Rankin, Robert L rankin at ku.edu
Sat Aug 27 15:19:42 UTC 2005


Oddly enough, the Turkish word for 'turkey' is "hindi", again suggesting that East Indian origin.
 
Bob

________________________________

From: owner-siouan at lists.colorado.edu on behalf of "Alfred W. Tüting"
Sent: Sat 8/27/2005 7:52 AM
To: siouan at lists.colorado.edu
Subject: [Lexicog] Turkey



 > Waglesun (Turkey in Lakota)
Wa = noun marker; Gle[s'ka] = stripe; Sun = wing feathers. <<

Thought of this too, yet how do you get to the /k/ of [wa-gle-k-s^uN]??

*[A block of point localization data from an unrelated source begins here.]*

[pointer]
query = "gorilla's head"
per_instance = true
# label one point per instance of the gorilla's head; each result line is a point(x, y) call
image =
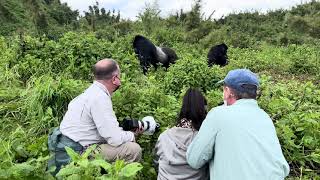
point(148, 53)
point(218, 55)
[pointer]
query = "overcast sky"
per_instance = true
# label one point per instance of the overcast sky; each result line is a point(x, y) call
point(131, 8)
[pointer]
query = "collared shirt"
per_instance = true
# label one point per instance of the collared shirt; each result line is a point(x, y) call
point(90, 119)
point(239, 142)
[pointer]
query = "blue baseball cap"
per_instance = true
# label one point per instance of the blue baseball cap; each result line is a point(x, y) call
point(239, 77)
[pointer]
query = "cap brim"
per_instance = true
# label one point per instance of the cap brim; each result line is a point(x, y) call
point(219, 83)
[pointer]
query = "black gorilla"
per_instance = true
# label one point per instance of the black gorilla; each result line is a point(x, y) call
point(148, 53)
point(218, 55)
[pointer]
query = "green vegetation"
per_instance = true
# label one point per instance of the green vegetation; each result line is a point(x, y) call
point(47, 51)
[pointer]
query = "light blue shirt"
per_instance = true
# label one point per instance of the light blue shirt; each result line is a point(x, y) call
point(239, 142)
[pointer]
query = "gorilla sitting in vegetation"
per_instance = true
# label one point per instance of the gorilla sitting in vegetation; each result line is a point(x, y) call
point(148, 53)
point(218, 55)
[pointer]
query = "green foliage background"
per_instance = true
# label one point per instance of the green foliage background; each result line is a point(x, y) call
point(47, 51)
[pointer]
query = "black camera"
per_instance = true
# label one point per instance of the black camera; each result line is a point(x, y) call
point(147, 124)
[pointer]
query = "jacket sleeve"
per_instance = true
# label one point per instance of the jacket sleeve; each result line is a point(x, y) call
point(201, 150)
point(107, 124)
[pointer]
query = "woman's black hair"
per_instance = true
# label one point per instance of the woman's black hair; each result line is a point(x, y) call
point(193, 108)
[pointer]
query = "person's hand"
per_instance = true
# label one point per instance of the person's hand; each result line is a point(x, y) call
point(137, 132)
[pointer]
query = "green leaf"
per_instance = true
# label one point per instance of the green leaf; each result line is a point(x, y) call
point(119, 164)
point(101, 163)
point(131, 169)
point(69, 170)
point(88, 151)
point(74, 156)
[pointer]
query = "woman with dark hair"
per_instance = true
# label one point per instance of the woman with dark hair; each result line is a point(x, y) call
point(173, 143)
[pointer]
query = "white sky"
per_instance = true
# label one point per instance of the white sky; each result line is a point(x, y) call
point(129, 9)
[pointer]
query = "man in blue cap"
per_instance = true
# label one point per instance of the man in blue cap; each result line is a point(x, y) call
point(239, 140)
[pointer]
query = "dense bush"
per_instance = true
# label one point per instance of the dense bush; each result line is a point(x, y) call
point(39, 83)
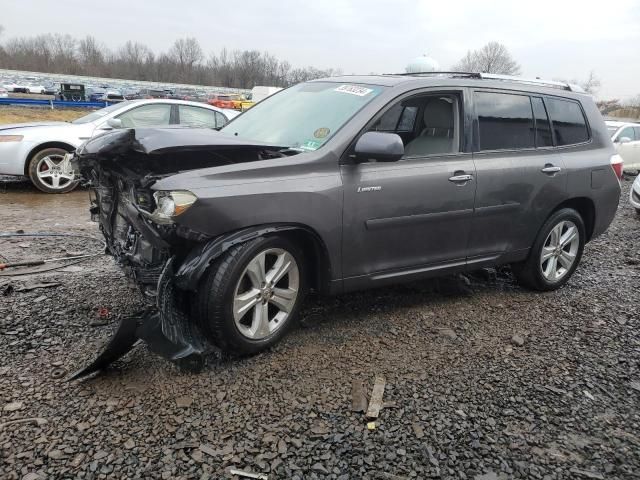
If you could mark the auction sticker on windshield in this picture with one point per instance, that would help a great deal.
(354, 90)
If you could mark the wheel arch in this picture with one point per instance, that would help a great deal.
(587, 210)
(198, 260)
(63, 145)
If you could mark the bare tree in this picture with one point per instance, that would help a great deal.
(591, 84)
(60, 53)
(186, 52)
(492, 58)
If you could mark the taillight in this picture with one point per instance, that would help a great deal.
(617, 164)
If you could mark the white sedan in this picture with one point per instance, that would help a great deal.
(626, 138)
(38, 150)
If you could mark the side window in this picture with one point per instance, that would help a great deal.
(505, 121)
(543, 128)
(407, 119)
(568, 121)
(389, 120)
(197, 117)
(627, 132)
(399, 118)
(152, 115)
(221, 120)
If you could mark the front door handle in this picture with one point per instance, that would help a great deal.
(550, 169)
(463, 178)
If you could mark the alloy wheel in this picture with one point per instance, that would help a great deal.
(559, 251)
(266, 293)
(55, 171)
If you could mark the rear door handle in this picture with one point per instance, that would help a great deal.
(464, 178)
(548, 168)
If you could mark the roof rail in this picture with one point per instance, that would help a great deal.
(533, 81)
(494, 76)
(435, 74)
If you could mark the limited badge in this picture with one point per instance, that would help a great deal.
(321, 132)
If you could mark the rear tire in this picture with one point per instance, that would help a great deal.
(555, 254)
(50, 173)
(250, 297)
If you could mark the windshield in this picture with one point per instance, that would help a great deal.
(304, 116)
(98, 114)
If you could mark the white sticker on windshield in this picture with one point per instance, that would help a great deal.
(354, 90)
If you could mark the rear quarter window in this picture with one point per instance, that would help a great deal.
(569, 124)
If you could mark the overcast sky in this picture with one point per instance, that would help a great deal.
(549, 38)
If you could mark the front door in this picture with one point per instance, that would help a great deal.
(403, 219)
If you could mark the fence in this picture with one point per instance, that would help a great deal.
(52, 103)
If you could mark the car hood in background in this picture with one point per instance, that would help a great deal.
(29, 125)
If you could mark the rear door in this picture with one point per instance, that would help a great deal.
(519, 174)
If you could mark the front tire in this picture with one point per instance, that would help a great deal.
(251, 296)
(50, 172)
(555, 254)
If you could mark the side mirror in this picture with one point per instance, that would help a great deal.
(114, 123)
(380, 146)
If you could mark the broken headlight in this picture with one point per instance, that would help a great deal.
(170, 204)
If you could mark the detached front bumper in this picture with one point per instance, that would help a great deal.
(166, 328)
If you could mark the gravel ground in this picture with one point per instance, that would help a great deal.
(484, 380)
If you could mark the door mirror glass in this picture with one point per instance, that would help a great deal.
(379, 146)
(114, 123)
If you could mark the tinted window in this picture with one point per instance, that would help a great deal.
(221, 120)
(152, 115)
(505, 121)
(389, 120)
(197, 117)
(568, 121)
(543, 128)
(408, 119)
(397, 119)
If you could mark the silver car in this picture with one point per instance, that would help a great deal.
(626, 138)
(38, 150)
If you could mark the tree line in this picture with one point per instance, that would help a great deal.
(184, 62)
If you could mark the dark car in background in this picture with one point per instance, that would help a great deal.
(351, 183)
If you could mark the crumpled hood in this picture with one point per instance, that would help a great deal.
(29, 125)
(154, 153)
(156, 141)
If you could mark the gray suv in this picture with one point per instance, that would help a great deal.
(348, 183)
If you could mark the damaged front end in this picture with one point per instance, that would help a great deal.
(143, 233)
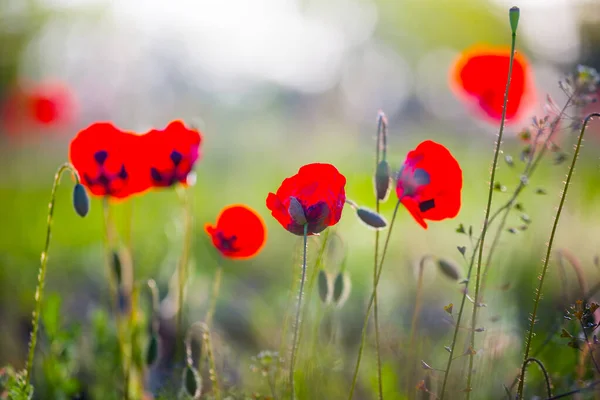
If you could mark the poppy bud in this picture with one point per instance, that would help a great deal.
(513, 15)
(382, 180)
(449, 269)
(341, 289)
(152, 351)
(371, 218)
(192, 382)
(324, 287)
(296, 211)
(81, 201)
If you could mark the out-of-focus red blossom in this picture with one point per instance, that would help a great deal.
(319, 189)
(35, 106)
(479, 76)
(110, 162)
(172, 153)
(239, 232)
(429, 183)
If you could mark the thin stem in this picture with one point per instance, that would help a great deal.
(572, 392)
(487, 215)
(549, 250)
(39, 291)
(183, 263)
(371, 302)
(590, 348)
(298, 311)
(413, 324)
(215, 294)
(381, 145)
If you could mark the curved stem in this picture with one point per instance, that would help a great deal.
(487, 215)
(183, 263)
(413, 324)
(215, 294)
(549, 250)
(39, 291)
(544, 371)
(298, 311)
(371, 302)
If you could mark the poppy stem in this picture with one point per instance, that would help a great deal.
(538, 292)
(487, 216)
(39, 291)
(380, 148)
(183, 265)
(372, 301)
(298, 310)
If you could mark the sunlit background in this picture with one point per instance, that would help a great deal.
(273, 85)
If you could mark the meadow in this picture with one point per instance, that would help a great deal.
(295, 253)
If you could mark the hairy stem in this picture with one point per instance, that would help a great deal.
(298, 311)
(549, 250)
(371, 302)
(182, 268)
(487, 215)
(39, 291)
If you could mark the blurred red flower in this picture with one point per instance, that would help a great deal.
(479, 76)
(172, 153)
(429, 183)
(316, 192)
(239, 233)
(38, 106)
(109, 161)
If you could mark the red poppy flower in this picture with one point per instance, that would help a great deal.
(319, 190)
(108, 161)
(172, 153)
(479, 77)
(239, 233)
(46, 105)
(429, 183)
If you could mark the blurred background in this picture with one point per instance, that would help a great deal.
(273, 85)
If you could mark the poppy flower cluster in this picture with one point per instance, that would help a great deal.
(115, 163)
(479, 76)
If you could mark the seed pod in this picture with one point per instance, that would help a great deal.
(81, 201)
(371, 218)
(152, 351)
(296, 211)
(382, 180)
(192, 383)
(449, 269)
(341, 289)
(324, 287)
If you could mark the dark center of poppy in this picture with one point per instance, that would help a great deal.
(176, 157)
(426, 205)
(227, 243)
(106, 180)
(100, 157)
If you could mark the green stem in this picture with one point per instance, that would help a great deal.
(381, 145)
(549, 250)
(413, 325)
(183, 264)
(371, 302)
(298, 311)
(487, 215)
(39, 291)
(215, 294)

 > While we're on the international theme, might as well add Russian
"indyuk" for turkey, again apparently deriving from the word for India
or Indian.<<


Maybe Kostya will englighten us - my very intuitive association with
this is Hungarian 'tyúk' (chicken) -> ind+tyúk -> indyuk (???)
(Hungarian has quite some slavic words incorporated that are somewhat
hard to recognize as such.)

 > Again, the Rumanian term "curcan" confirms lack of concensus on the
part of the Latin-speaking peoples on a name for "turkey."  Interesting.<<

Will have to look after it, but I'd guess that the word is a loan from
Turkish (*kurkan?) - cf. Rum. 'tutun' from Turk. 'tütün' (tobacco) etc. etc.